Stan White reflected that now that he was retired he had now time for 3D. He shared a slide mount that he made for a point and shoot camera and he is experimenting with the quality of images produced by different cameras. He wanted to know more about the 3D presentation software called 'Image Manager 3D Pro' from the makers of the 'pokescope' viewer. It can takes a separate left and right image and turn them into an anaglyph, interlaced or married parallel or crosseyed image. You can learn more at www.pokescope.com
 

Steve Horan feels it's too crazy to collect everything pertaining to 3D so he's has specialized in viewmaster for the last four years. He had a mint 1950's display for hard plastic 3D glasses and he passed around some of his personal viewmaster reels.

Sam Schlifer thinks that all us '3D types are space cadets'. Well Sam that must make you "Buck Rogers".
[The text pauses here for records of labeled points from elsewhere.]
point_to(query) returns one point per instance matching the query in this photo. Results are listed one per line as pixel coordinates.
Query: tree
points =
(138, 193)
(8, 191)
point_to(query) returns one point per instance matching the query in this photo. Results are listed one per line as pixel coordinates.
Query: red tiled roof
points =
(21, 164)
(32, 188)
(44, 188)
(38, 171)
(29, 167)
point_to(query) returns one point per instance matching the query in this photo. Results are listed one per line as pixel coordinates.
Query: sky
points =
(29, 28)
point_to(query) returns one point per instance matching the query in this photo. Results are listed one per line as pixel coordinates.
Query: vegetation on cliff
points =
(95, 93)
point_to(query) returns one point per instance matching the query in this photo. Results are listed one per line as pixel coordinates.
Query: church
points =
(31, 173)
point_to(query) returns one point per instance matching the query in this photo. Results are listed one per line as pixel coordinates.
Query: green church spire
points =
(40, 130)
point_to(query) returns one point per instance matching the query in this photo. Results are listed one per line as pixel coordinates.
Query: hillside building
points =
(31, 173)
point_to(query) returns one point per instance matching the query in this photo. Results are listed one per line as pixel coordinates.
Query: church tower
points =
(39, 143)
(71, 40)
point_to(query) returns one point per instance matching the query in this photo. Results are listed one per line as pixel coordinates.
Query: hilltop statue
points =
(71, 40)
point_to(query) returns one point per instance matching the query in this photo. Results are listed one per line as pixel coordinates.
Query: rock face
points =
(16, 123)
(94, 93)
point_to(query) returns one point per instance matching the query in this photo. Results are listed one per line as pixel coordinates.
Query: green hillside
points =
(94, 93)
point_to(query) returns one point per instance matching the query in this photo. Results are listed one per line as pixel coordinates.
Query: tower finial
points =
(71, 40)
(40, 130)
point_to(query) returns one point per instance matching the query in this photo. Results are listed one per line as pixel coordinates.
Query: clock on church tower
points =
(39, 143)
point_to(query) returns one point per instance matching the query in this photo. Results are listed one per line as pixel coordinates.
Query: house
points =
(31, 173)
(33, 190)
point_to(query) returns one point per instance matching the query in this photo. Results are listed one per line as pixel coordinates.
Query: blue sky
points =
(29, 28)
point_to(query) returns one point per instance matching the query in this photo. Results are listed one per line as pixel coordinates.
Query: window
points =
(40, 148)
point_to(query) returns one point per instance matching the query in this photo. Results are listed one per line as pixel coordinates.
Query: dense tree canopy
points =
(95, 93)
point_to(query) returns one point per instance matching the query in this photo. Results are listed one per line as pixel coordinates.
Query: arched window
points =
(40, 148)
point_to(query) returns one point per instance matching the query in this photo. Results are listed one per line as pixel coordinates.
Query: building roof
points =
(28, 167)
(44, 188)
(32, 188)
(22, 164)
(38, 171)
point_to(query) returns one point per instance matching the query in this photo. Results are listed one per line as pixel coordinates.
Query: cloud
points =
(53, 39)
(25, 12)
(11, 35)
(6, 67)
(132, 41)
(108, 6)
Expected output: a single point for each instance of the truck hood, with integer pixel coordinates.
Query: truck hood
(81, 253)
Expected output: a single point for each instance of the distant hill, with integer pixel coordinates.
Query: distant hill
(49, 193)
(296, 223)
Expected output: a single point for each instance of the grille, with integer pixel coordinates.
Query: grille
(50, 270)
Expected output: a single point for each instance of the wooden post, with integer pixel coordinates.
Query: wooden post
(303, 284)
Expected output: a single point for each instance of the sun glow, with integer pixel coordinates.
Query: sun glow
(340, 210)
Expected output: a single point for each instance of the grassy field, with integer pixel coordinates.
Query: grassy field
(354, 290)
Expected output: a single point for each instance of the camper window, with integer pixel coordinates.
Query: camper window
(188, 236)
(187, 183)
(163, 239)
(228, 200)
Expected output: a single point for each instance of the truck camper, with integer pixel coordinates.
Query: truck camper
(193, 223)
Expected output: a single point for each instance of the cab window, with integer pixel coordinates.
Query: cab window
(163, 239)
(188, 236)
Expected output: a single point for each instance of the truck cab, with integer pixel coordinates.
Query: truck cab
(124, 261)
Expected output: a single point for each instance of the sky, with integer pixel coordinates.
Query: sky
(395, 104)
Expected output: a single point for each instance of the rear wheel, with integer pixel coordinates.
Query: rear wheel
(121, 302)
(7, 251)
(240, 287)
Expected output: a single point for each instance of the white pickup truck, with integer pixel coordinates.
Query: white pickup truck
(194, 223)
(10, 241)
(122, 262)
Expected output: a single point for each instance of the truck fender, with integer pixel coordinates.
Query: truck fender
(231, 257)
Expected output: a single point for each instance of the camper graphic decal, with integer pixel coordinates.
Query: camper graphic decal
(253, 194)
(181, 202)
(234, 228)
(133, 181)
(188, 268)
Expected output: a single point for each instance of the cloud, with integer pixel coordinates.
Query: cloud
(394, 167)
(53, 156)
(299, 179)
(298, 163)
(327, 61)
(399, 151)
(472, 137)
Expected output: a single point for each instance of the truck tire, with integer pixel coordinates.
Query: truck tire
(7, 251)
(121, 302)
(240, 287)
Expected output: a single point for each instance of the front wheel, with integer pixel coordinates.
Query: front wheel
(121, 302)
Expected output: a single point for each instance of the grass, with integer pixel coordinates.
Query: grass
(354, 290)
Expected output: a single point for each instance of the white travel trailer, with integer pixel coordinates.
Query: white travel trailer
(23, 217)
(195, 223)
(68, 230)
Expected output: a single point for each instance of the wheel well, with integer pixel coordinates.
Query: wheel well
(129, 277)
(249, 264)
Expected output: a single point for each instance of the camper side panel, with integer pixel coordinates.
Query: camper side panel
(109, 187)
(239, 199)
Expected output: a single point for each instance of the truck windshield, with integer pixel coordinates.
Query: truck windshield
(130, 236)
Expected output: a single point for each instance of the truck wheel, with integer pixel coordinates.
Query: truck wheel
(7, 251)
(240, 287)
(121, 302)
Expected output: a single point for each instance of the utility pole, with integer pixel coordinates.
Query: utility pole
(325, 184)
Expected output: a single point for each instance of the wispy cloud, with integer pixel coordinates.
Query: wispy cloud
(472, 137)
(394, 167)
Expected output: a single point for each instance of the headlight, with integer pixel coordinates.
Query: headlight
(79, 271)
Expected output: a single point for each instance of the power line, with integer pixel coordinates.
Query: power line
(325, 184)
Pina Vinci who been involved with 3D for 7 years now is also a artist and she is finding that stereo imaging is influencing the depth of her paintings. She has been exhibiting her 3D work for the students that she teaches.

Bob Wilson has been studying early stereo for 30 years now and is researching Canadian Stereography. He brought a old Underwood & Underwood image reference book. He tried free viewing the knobs on his stove and found that he was able to turn a 3D object into a flat 2D image with his eyes.

The floor opened up to a discussion about techniques in making silver screens. Stan told the story of a dentist who went to China and used canvas, glue and silver dust to create a makeshift screen.

A collection was taken to offset the cost of this publication, $24.50 was raised. The publisher thanks you.

The meeting changed gears as we moved into the presentation section of our afternoon. David Delouchery premiered his first 3D video to the group. Titled "30 Minutes or Flee" it is a five minute short about a pizza delivery to a unlikely location. Later that evening Dave held a open house for family and friends to see my 3D collection and video.

Simon then showed 2 videos that he shot with Canon's new 3D video lens. The first was about Caribana and the second was shot at City TV's 'Electric Circus'. Bruce had a short video of a old steam train that he rode on in Europe. Using Stan's Bracket projector we then switched over to slides. Pina shared some views of gardens, and Casa Loma. Sam had some views of Banff and the Rocky Mountains. Matt had views from Killarney. Peter Russell showed some views that he found which depicted scenes of life at home and the office in the 1950's. Bruce had some views that he shot on the D.E.W. line in Canada's north in 1963. James had various outdoor scenes to show. Dave projected views of the Grand Canyon and Five Islands, N.S. Mike had some fun views of a ghost in a cemetery as well as a through-the-window guitar, axe handle and Yo-Yo.

It was a very busy meeting with a lot of activity.

Mike Yatsula is hosting the next meeting at his house in Belleville, Ontario. As always it should be quite fun and we will see you there May 26th, 2002.